Modelling Joint Migrations
Another way of generating a loss distribution is the matrix approach proposed by the Credit Metrics technical document. The technique specifies the N possible migrations of each obligor, including to the default state (there are N risk classes). For each obligor, there is a value distribution with N final states, including the default state. For each pair of obligors, there are N2 risk migrations possible, as many as there are combinations of final credit standing for the pair of obligors.
The transitions to risk classes are sensitive to correlations. If the risks of two firms tend to deteriorate simultaneously, rather than independently, their joint migration towards higher risk will have a probability higher than if their transitions were independent. The technique generates a distribution of values for the portfolio, which includes upward risk migrations (lower risk) resulting in higher mark-to-model values and downward risk migrations (higher risk) resulting in lower mark-to-model values, down to the default states.
Capital and Provisioning
Capital results from the loss distribution. VaR is the loss percentile corresponding to the selected confidence level. It depends on the horizon of the calculation of the loss distribution, on the valuation method of exposures and on the time profile of exposures when mark-to-model applies. Capital measures are: the loss percentile; the loss percentile net of expected loss under economic provisioning; the loss percentile net of expected revenues, minus expected losses, if these can serve for offsetting losses.

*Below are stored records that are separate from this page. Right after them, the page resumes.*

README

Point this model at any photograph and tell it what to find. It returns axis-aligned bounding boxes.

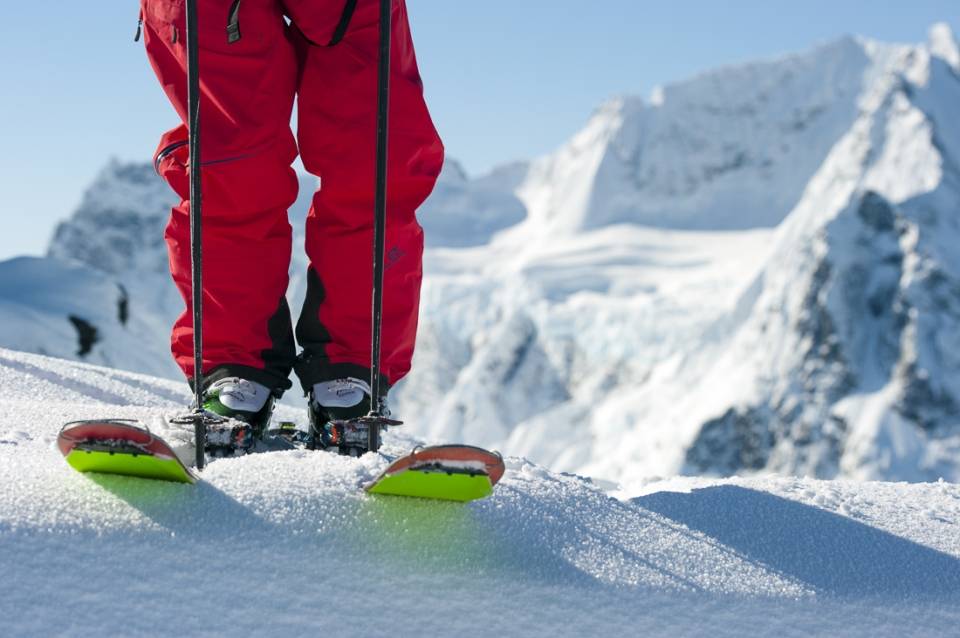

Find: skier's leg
[142,0,297,388]
[294,0,443,390]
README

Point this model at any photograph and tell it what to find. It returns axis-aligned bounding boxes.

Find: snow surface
[7,24,960,490]
[0,349,960,638]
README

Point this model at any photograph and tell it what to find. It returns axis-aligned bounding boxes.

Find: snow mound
[0,350,960,636]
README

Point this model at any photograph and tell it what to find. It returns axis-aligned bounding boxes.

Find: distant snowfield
[0,349,960,636]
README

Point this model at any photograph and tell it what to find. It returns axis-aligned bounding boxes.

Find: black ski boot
[307,377,400,456]
[203,377,276,457]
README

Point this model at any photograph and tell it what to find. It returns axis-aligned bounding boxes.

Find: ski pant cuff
[187,363,293,396]
[293,355,390,396]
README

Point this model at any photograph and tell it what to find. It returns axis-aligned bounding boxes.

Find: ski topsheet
[57,419,504,503]
[366,445,504,502]
[57,419,197,483]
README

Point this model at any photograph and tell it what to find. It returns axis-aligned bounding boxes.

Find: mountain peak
[927,22,960,73]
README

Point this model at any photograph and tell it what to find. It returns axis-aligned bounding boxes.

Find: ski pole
[186,0,207,470]
[367,0,392,452]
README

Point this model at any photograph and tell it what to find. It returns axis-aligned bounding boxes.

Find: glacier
[0,25,960,486]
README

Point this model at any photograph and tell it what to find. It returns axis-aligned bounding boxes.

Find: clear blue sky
[0,0,960,259]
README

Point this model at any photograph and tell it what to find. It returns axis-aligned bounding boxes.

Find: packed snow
[0,350,960,638]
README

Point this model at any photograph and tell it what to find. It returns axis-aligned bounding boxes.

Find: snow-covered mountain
[0,25,960,484]
[401,25,960,488]
[0,349,960,638]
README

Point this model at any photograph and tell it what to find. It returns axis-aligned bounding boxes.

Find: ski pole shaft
[369,0,392,451]
[186,0,207,470]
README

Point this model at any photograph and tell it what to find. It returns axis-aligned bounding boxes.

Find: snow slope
[0,350,960,638]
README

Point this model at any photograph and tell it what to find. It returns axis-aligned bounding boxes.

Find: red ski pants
[141,0,443,390]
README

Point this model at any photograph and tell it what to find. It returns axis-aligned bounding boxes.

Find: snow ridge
[0,349,960,638]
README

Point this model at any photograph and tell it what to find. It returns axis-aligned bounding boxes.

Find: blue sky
[0,0,960,259]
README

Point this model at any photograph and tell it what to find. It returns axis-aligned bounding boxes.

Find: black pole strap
[369,0,392,452]
[187,0,207,470]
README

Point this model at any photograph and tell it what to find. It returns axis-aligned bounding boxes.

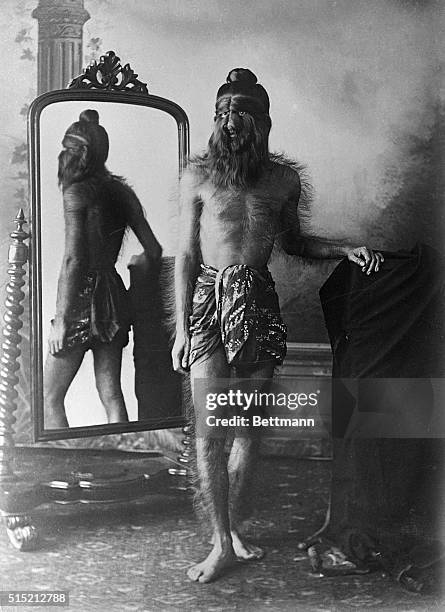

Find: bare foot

The final capital measure requires a consistent set of rules.
Most models use a specified horizon, such as 1 year. The loss distribution results from the distribution of asset values at the horizon, using some value as the starting point for counting losses. KMV Portfolio Manager, Credit Metrics and CPV provide a VaR calculation at the horizon, in addition to defaults between the current date and the horizon. CreditRisk+ and CPV theoretically provide loss distributions over various horizons using cumulative default rates.